Per serving (estimated)

  • 530 kcalCalories
  • 30 gFat
  • 12 gSaturated Fat
  • 16 gCarbs
  • 4 gFiber
  • 6 gSugar
  • 36 gProtein
  • 680 mgSodium
  • 780 mgPotassium
  • 150 mgCalcium
  • 22 mgIron
  • 28 mgVitamin C
  • 180 mcgVitamin A

Ingredients

For the clams

  • 2 lbs (about 1 kg) fresh littleneck or manila clams, scrubbed
  • Cold salted water for purging (optional, 1 tbsp salt per quart)

For the stew base

  • 3 tbsp vegetable oil
  • 1 large yellow onion, finely chopped
  • 4 garlic cloves, minced
  • 1 red bell pepper, diced
  • 2 medium ripe tomatoes, grated (or 1 cup canned crushed tomatoes)
  • 1–2 pili-pili or bird's-eye chilies, finely minced
  • 1 tbsp mild yellow curry powder
  • 1 tsp sweet paprika

For the peanut-coconut sauce

  • 3/4 cup natural unsalted peanut butter, loosened with 1/4 cup warm water
  • 1 can (14 oz) full-fat coconut milk
  • 1 cup reserved clam juice or light seafood stock
  • 1 1/2 tsp fine sea salt
  • 1/2 tsp freshly ground black pepper

For finishing

  • 1/4 cup roasted peanuts, roughly chopped
  • 1/4 cup fresh cilantro or flat-leaf parsley, chopped
  • 1 lime, cut into wedges

Directions

  1. Purge the clams by soaking them in cold salted water for 30 minutes if they are not pre-cleaned; drain and rinse well, discarding any that are cracked or stay open when tapped.
  2. Heat the oil in a wide, heavy pot over medium heat.

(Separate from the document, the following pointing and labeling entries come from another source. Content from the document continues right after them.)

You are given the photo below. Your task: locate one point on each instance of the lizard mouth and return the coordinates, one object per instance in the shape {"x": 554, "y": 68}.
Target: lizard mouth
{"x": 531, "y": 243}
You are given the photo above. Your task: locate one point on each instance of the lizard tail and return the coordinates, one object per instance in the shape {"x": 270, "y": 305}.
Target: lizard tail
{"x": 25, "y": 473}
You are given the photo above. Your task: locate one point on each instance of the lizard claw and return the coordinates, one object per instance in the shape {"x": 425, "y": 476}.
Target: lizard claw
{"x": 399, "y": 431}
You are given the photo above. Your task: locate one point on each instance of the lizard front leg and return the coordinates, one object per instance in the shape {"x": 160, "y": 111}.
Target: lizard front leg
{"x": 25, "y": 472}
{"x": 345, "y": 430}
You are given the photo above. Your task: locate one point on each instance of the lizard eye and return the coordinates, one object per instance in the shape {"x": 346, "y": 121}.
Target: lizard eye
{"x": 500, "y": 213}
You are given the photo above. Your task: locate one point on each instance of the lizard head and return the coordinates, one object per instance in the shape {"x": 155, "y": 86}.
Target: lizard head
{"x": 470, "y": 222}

Add the onion and cook for 4–5 minutes until soft and translucent, then stir in the garlic, bell pepper, chilies, curry powder, and paprika and cook another 2 minutes until fragrant.
  3. Add the grated tomatoes and simmer for 6–8 minutes, stirring often, until the mixture thickens and the oil begins to separate around the edges.
  4. Whisk the peanut butter with the warm water until smooth, then pour it into the pot along with the coconut milk and clam juice. Season with salt and pepper and bring the sauce to a gentle simmer; let it cook for 8–10 minutes so the flavors meld and the sauce coats the back of a spoon.
  5. Add the clams to the simmering sauce, cover the pot, and steam for 5–7 minutes, shaking the pot once or twice, until every clam has opened. Discard any that refuse to open.
  6. Taste and adjust salt, lime juice, and chili to your liking. Stir in half of the chopped peanuts and cilantro, then spoon the stew into deep bowls.
  7. Top each bowl with the remaining peanuts and herbs and serve immediately with lime wedges, soft white rice, or traditional cornmeal porridge.
  8. Cook's reminder: clams cook very quickly—pull the pot off the heat the moment they open to keep them tender and juicy.
  9. Leftover sauce (without the clams) keeps refrigerated for up to 3 days and tastes even better the next day; add freshly steamed clams when reheating.

Cook’s Notes

  • Always use fresh, live clams and discard any that are broken or remain tightly shut after cooking—these are not safe to eat.
  • Roasted peanuts blended into a coarse paste give a deeper, smokier flavor than commercial peanut butter; toast them in a dry pan first.
  • Pili-pili is essential for the authentic taste, but a pinch of cayenne or a few drops of hot sauce works in a pinch.
  • For a thicker stew, simmer the sauce uncovered a few extra minutes before adding the clams; for a soupier version, splash in extra clam juice or coconut milk.
  • Serve with xima (a soft cornmeal porridge) for the most traditional Mozambican experience.